Buttercream is very easy to make in theory, as far as number of ingredients go! The problems lie in the delicate and fragile process. You cannot make any kind of buttercream (that isn’t American buttercream) without a candy thermometer or mixer. They are crucial to the success of a Italian buttercream to make sure that the 75 degree heat is maintained.
In a saucepan mix the sugar and water and heat until the sugar dissolves and it reads 235 degrees on a candy thermometer. It should get to the soft ball stage.
In a bowl, whisk or whip the egg whites until there are soft peaks. Make sure there is no yolk for a perfect meringue. Then, add cream of tartar and continue to beat until there are stiff peaks.
Once the saucepan reaches 235 degrees add salt and vanilla. Then pour the cooked sugar syrup, while the mixer is running, in a steady stream into the whipped egg whites. This will ensure the egg whites cook evenly. The batter should look fluffy with no clumps.
Cool the egg mixture to about 80 degrees.

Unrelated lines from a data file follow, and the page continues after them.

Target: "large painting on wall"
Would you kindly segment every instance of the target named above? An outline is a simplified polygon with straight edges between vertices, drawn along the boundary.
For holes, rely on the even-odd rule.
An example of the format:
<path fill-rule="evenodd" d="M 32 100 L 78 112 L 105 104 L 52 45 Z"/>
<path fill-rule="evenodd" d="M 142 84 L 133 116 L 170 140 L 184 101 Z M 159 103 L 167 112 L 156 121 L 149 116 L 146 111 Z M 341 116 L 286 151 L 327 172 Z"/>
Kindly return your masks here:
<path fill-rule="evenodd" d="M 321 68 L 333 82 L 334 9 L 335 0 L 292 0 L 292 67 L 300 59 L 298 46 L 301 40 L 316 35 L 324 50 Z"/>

Slice the butter into cubes.
Add the butter to the mixture very slowly. Use your candy thermometer to make sure the temperature doesn't drop below 75-76 degrees (this is about the perfect temperature to keep it).
Beat until silky smooth and glossy; about 5 minutes, while continuing to watch the temperature.
*Have a cold pack and a blow dryer on standby in case it curdles or gets soupy. This is correctable if the temperature is relatively close to 75-80 degrees.
Add 4-8 oz. of cream cheese after completing your base frosting for a fluffy cream cheese frosting!
If you need an extra stiff piping frosting, add an extra 1/2 cup of sugar to your sugar syrup.
Have an ice bath and hair dryer on standby to maintain the temperature of 75 degrees F (or get yourself a precision mixing bowl). If the temperature is not maintained, you will know because it will curdle or get soupy and not come together.
Food coloring: If you want a color, always use gel food coloring for this italian meringue buttercream recipe.